“I am a bankrupt then,” said Mrs. Harris, “but how about my daughter Lucille?”
“Your child, I fear, is the daughter of bankrupts and doubtless inherits their qualities.”
“But, doctor, can’t you do something now for us?”
“Oh yes, madam, but first let me feel your pulse, please.”
“Ninety-eight,” he said to himself, but he added to Mrs. Harris, “you need the very rest this voyage affords and you must not worry the least about the storm or affairs at home. Our vessel is built of steel, and Captain Morgan always outrides the storms. Ladies, I want you to take this preparation of my own. It is a special remedy for seasickness, the result of the study and experience of the medical force of the White Star Line.”
The faces of mother and daughter brightened. They had faith. This was noticed by Dr. Argyle. Faith was the restorative principle upon which the young doctor depended, and without it his medicine was worthless. The White Star panacea prescribed was harmless, as his powders merely inclined the patient to sleep and recovery followed, so faith or nature worked the cure. Soon after the door closed behind the doctor, Lucille was asleep, and Mrs. Harris passed into dreamland.
The winds veered into the southwest, and, reinforced, were controlled by a violent hurricane that had rushed up the Atlantic coast from the West Indies. The novice aboard was elated, for he thought that the fiercer the wind blew behind the vessel, the faster the steamer would be driven forward. How little some of us really know! The cyclone at sea is a rotary storm, or hurricane, of extended circuit. Black clouds drive down upon the sea and ship with a tiger’s fierceness as if to crush all life in their pathway.
Officers and crew, in waterproof garments, become as restless as bunched cattle in a prairie blizzard. All eyes now roam from prow to stern, from deck to top mast. The lightning’s blue flame plays with the steel masts, and overhead thunders drown the noise of engines and propellers. Thick black smoke and red-hot cinders shoot forth from the three black-throated smoke-stacks.

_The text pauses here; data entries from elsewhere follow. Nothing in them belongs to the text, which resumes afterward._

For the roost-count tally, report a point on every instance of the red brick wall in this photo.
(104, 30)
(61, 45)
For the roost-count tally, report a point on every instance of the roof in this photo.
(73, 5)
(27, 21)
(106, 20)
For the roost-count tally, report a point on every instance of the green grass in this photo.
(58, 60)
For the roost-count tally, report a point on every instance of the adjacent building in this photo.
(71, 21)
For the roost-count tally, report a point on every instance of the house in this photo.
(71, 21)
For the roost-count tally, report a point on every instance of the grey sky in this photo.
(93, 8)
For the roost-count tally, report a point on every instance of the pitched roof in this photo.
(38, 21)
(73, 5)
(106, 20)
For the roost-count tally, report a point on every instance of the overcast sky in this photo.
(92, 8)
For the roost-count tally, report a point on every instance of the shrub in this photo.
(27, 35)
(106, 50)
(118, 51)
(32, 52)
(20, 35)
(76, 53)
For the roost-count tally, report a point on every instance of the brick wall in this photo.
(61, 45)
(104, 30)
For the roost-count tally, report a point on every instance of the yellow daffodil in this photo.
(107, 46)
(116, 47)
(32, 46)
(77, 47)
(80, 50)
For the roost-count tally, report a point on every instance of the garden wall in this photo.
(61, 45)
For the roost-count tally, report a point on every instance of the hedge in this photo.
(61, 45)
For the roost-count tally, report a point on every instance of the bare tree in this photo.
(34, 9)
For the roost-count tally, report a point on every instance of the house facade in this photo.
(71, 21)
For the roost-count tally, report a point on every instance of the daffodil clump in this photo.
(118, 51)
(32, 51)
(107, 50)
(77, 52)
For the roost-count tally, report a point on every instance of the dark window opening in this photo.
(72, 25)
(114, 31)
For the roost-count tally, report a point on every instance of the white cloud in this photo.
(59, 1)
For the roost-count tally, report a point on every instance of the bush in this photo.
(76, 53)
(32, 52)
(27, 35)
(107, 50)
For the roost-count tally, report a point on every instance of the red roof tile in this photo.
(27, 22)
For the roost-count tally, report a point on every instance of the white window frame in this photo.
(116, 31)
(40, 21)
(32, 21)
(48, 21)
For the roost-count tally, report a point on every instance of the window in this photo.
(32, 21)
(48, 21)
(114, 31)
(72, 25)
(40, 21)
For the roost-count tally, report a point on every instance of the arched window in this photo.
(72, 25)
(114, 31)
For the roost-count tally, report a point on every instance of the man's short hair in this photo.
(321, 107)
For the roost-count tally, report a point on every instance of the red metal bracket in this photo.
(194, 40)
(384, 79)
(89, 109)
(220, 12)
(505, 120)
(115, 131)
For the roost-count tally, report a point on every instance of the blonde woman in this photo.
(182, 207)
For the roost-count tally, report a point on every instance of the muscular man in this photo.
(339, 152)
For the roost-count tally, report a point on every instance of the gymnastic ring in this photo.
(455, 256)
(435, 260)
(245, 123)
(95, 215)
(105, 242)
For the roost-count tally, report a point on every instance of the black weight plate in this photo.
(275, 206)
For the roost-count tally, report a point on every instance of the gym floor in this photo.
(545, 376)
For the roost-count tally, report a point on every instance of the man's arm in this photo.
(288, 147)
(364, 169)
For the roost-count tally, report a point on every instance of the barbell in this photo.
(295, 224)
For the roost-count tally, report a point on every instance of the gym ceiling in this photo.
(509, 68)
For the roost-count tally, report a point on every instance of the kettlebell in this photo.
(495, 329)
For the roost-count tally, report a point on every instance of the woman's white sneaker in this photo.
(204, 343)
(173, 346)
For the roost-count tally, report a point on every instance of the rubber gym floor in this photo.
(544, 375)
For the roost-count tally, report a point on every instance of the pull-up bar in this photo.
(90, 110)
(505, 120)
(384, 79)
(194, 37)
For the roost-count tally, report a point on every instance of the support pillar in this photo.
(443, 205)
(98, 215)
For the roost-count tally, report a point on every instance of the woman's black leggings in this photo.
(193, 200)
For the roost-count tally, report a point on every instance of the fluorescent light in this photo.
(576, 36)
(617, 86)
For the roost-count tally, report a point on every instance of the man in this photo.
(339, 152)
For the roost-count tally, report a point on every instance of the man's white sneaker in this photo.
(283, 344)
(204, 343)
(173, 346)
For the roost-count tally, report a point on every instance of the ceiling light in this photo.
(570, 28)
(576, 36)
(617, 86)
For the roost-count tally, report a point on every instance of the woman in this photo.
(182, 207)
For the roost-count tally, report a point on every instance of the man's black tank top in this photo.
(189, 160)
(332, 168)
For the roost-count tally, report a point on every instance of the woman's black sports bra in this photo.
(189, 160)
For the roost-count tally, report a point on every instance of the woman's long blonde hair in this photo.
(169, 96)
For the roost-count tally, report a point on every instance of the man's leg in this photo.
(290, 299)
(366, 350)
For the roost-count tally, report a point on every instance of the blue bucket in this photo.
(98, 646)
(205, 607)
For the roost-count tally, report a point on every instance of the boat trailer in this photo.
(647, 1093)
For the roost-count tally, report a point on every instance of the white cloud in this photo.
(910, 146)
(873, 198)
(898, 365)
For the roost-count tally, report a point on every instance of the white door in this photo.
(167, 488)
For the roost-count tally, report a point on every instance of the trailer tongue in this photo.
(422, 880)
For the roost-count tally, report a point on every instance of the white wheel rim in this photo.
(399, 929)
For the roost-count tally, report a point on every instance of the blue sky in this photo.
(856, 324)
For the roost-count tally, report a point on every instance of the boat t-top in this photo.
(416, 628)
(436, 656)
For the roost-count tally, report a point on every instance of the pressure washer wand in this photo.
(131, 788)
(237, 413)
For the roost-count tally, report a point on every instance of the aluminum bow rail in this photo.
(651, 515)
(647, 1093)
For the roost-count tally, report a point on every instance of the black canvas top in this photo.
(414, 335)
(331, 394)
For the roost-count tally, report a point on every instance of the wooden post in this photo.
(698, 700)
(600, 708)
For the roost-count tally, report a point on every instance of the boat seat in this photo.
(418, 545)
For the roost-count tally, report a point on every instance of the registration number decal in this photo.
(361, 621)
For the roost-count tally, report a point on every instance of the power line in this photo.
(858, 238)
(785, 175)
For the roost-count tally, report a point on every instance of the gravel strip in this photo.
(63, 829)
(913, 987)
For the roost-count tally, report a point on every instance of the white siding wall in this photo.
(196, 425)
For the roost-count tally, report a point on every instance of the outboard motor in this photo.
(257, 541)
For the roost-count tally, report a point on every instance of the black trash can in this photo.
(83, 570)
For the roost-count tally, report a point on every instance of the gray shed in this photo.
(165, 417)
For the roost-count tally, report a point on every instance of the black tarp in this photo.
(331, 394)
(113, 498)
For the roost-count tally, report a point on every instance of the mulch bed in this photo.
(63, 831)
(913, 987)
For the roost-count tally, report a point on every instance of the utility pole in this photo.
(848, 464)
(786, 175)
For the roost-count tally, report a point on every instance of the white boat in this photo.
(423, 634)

The huge steamer, no longer moving with the ease of the leviathan, seems a tiny craft and almost helpless in the chopped seas that give to the ship a complex motion so difficult, even for old sailors, to anticipate. Tidal wave follows tidal wave in rapid succession. Both trough and crest are whipped into whitecaps like tents afield, till sea and storm seem leagued to deluge the world again.
Captain Morgan, lashed to the bridge, has full confidence in himself, his doubled watch ahead, his compasses, and the throbbing engines below. Dangers have now aroused the man and his courage grows apace. Moments supreme come to every captain at sea, the same as to captains who wage wars on the land.
The decks are drenched, great waves pound the forward deck and life-boats are broken from their moorings. Battened hatches imprison below a regiment of souls, some suffering the torments of stomachs in open rebellion, others of heads swollen, while others lose entire control of an army of nerves that center near and drive mad the brain.